Action, Adventure

Fast & The Furious 6 (2013)

Comments Off on Fast & The Furious 6 (2013) 21 June 2013

Fast & The Furious 6 (2013)

“Checkered flag for fanatics, yellow warning flag for the rest of us.”

Universal Pictures
Original Film | One Race Films
Theatrical Release Date: May 7, 2013
Director: Justin Lin
Rated PG-13 for intense sequences of violence and action and mayhem throughout, some sexuality and language
GRADE: 3/5 (C)

Review by by Richard Rey

It took me over an hour and a half to realize that the NoS energy drink I had downed at films start was somehow connected to the Fast and the Furious franchise (thank God for product placement).  ‘So word on the street is true then, you’re not an FF fan!’ Nope. Of course, I suppose I’d have to be a follower in order to qualify as a fanatic. But since I’m neither of the two, perhaps my cinematic judgment of this sixth installment will allow me to take the action-flick purely at race-value: checkered flag for fanatics, yellow warning flag for the rest of us.

What started as a sexy, flashy, even edgy look into East L.A.’s underground street racing scene more than a decade ago, has quickly become a box office blockbuster franchise with more than $1.5 billion drifting in (to producer’s pockets) worldwide with the release of Fast Five ($625 million) just two years ago. Keep these numbers in mind the next time you’re tempted to scoff and inquire how Universal Pictures could possibly release yet another Vin Diesel-fueled chapter of the highly-successful action series.

Director Justin Lin’s most recent addition is an “inbetweequel” involving the much anticipated return of Letty (Michelle Rodriguez, still alive), now second-in-command to a violent military mastermind named Owen Shaw (Luke Evans, seething). When the lawful Agent Hobbs (Dwayne Johnson) approaches retired ex-con Dom Torreto (Vin Diesel) about a deal that would incarcerate Shaw and, more importantly, provide U.S. pardons to the scattered family of fugitives, it’s time, once again, for some high-octane heat and more badass crashes. Unfortunately, since the FF inception, it’s become infinitely more difficult to marvel moviegoers with stunts and SFX without the presence of a hammer-hefting or web-wielding Superhero (sorry Vin).

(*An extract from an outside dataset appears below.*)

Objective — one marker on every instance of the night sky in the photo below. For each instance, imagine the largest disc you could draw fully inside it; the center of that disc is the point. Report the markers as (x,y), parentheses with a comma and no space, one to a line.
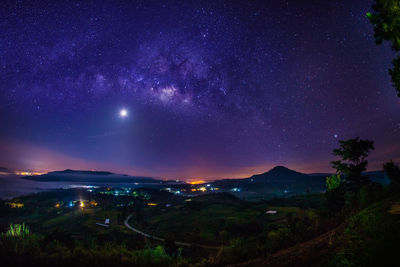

Whether we like it or not the Avenger-era is upon us; a period in which moviegoers’ impatience and inability to sit still and avoid social media for 90 minutes has led to faster, louder and bigger cinematic spectacles (Iron Man 3, Star Trek Into Darkness, Man of Steel). To keep up, the Fast & the Furious would have to become Faster and, erm, Furiouser; and on that front the franchise has fallen laps behind. Even in its heavily-advertised vehicular warfare action sequences that brag a bullet-proof Flip Car that would impress Bruce Wayne, a Ten-ton Chieftain Tank crushing the highways of the Canary Islands and a Russian Antanov plane cabled down to souped-up roadsters, the fuel-tank still seems only half-full (or half empty if you’re like me).

Now, that isn’t to say the movie won’t make money – it will, that’s why they made it; however, this film feels more geared toward the sappy sentiments of its faithful fanbase and less toward its titular trademark. As a critic, it’s both surprising and stirring to see the filmmakers slam on the brakes of the gratuitous use of sex, drugs and bloodshed in hopes of maintaining a first place spot in the box office this time around.
However, the lack of the aforementioned typical crowd-pleasers isn’t the real problem. No, the underlying setback of the film is that the action is really only occasional, leaving us with a chain of emotionally empty “moments” and a screening full of moments where all we want is for them to cut to the damned chase, literally. Sure, the movie has enough woah and oh shit moments to make it worthwhile, but the action is so dragged out it’ll leave most of us with a thumb in the air hoping to hitchhike in a faster ride.

The real entertainment lies in the comedy, drawing hilarious turns from former R&B artist Tyrese Gibbons and his Asian counterpart Sung Kang who quip-for-quip easily match the Chris TuckerJackie Chan duo of the Rush Hour series. Indeed, it smells more like baby-oil than the full-throttle pedal-to-the-metal fumes followers have been high on for the past twelve years.  Yet while the laughter does give it cinematic swag, “it hits like thunder and disappears like smoke.” Overall, it is a functional installment that is, surprisingly, not a complete wreck but can be summed up in one word: again – punctuation not included. 

LAST LINE: And in case you were wondering, yes Fast & the Furious 7 is in the works, this time under the direction of James Wan (Saw, Insidious).